I want to be a living saint. Like, canonized and shit. People around the world would pretty much have to listen to me when I talked about religion. Plus, I would be able to do miracles, that's a prerequisite of being sainted. I could talk to the Pope whenever I wanted, maybe even borrow the Popemobile, tool around Europe giving the good word and blessing things. I'm just guessing on this, but I bet the Church would give me a really fancy hat. I'd be a really bitchin' living saint.

I want to be a paleontologist. Nothing funny here, I just always wanted to be an paleontologist.

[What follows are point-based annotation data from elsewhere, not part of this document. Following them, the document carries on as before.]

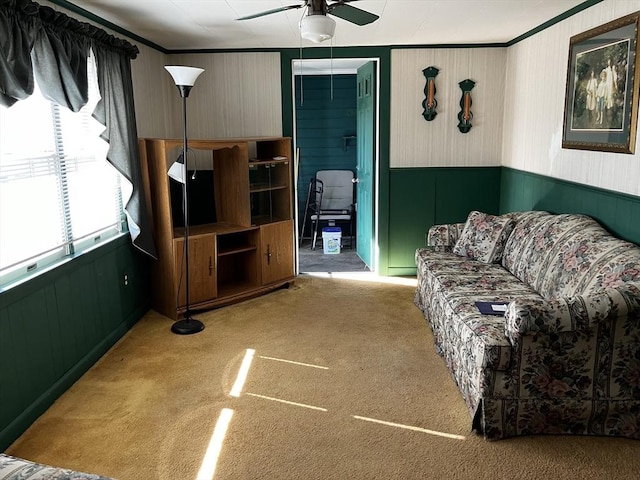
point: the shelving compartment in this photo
(269, 185)
(237, 262)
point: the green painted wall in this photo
(54, 327)
(325, 115)
(422, 197)
(383, 55)
(617, 212)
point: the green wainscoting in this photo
(617, 212)
(422, 197)
(54, 327)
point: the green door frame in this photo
(382, 55)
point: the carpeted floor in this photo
(342, 382)
(318, 261)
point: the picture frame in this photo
(601, 100)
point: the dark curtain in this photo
(37, 40)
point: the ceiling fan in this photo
(315, 25)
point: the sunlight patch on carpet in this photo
(210, 460)
(293, 362)
(366, 277)
(242, 373)
(287, 402)
(410, 427)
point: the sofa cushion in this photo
(569, 254)
(484, 236)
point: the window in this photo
(58, 193)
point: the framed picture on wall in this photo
(601, 101)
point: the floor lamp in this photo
(184, 78)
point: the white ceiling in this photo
(212, 24)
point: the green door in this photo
(365, 174)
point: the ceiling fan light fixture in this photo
(317, 28)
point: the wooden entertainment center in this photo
(244, 247)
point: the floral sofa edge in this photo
(13, 468)
(565, 357)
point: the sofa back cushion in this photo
(568, 254)
(484, 236)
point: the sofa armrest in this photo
(570, 314)
(442, 238)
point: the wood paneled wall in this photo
(414, 142)
(238, 95)
(536, 78)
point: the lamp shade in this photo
(317, 28)
(184, 76)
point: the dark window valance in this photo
(38, 41)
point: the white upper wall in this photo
(237, 95)
(414, 142)
(536, 77)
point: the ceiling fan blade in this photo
(351, 14)
(269, 12)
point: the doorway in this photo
(328, 135)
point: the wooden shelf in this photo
(248, 249)
(233, 251)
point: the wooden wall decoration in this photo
(465, 116)
(429, 104)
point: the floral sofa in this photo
(13, 468)
(564, 358)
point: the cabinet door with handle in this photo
(202, 269)
(276, 241)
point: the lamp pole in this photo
(184, 78)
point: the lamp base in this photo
(187, 326)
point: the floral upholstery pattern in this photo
(484, 236)
(442, 238)
(565, 358)
(13, 468)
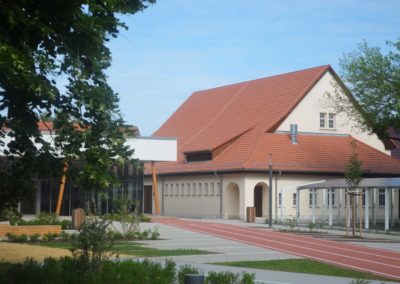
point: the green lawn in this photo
(132, 248)
(304, 266)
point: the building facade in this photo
(228, 136)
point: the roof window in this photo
(198, 156)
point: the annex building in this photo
(228, 135)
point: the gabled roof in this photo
(236, 123)
(313, 153)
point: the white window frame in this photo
(322, 120)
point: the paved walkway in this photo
(228, 250)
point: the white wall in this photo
(306, 115)
(153, 149)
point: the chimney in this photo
(293, 133)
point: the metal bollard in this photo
(194, 279)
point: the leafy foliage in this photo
(42, 44)
(353, 172)
(373, 78)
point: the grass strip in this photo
(304, 266)
(132, 248)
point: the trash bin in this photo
(78, 215)
(250, 214)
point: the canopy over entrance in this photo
(365, 183)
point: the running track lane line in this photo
(322, 243)
(373, 251)
(301, 247)
(184, 225)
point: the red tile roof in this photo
(236, 123)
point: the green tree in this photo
(353, 177)
(42, 43)
(373, 78)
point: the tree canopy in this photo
(373, 78)
(43, 43)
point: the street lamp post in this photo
(270, 193)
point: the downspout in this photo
(276, 194)
(162, 197)
(220, 195)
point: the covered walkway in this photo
(366, 187)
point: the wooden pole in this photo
(360, 210)
(155, 188)
(354, 214)
(62, 186)
(346, 199)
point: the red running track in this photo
(377, 261)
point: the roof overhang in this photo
(365, 183)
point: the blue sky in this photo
(176, 47)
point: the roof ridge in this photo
(307, 89)
(368, 146)
(255, 149)
(326, 66)
(217, 116)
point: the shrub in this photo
(155, 234)
(145, 218)
(50, 237)
(34, 237)
(291, 222)
(10, 214)
(186, 269)
(311, 226)
(92, 242)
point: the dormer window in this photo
(322, 120)
(327, 120)
(198, 156)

I want to be an old-timey auctioneer. I'd get to yell unintelligibly at strangers all day without it being creepy. I could talk as fast as I wanted, and I could just make words up. Who would know? I could wear as much flannel as I could fit on my person, and a magnificent 'stache just goes with the territory. I'd get people to spend more than they should on things they only kinda want. I find that poignant. I would rock as an old-timey auctioneer.